Reputation: 13
I want to match a hash that has been word wrapped by an author, and received over multiple lines.
Example:
SHA256: AB76235776BC87DBAB76235776BC87DBAB76235776BC87
DBAB76235776BC87DB
Has been received. My usual regex to match a sha256 hash like this is of course: [0-9A-Fa-f]{64}
But this does not work. I would like to leave the file unmodified while searching for this match, any ideas on how to match the split hash without removing newlines?
I'd like to have a regex that basically says 'look for 64 sequential hexadecimal values, but allow for one or more newlines in the mix, kthx'
Thanks in advance. C# is the language.
Upvotes: 1
Views: 906
Reputation: 75222
Try this:
\b(?:[a-fA-F0-9]\s*){64}\b
It allows any kind of whitespace, not just line separators. If it really has to allow only line separators, you can use this:
\b(?:[a-fA-F0-9][\r\n]*){64}\b
This will also include the line separator following the number, if there is one, and if it's followed by a word character. You can prevent that like this:
\b(?:[a-fA-F0-9][\r\n]*){63}[a-fA-F0-9]\b
Upvotes: 2
Reputation: 5647
Change your regex to include newline characters:
[A-Z0-9a-z\\r\\n ]{64, }
You could modify the upper bound to include a restriction on the number of linebreaks.

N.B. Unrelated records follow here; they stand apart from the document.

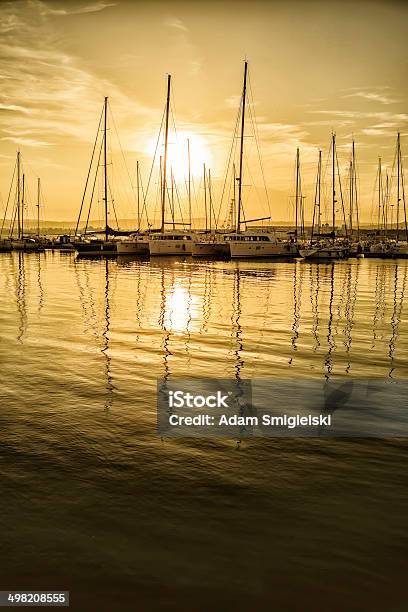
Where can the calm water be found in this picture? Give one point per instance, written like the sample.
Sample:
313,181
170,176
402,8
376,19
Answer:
93,501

In this case you need to keep in mind linebreaks can be 2 symbols long, depending on machine culture and OS.
1 linebreak --> 66 chars
2 linebreaks --> 68 chars
Continue as much as you like.
On a sidenote. While parsing the file, you generally leave it rest. All your modifications are made with the variables you read the file in to. This is why I do not see the point of keeping the linebreaks.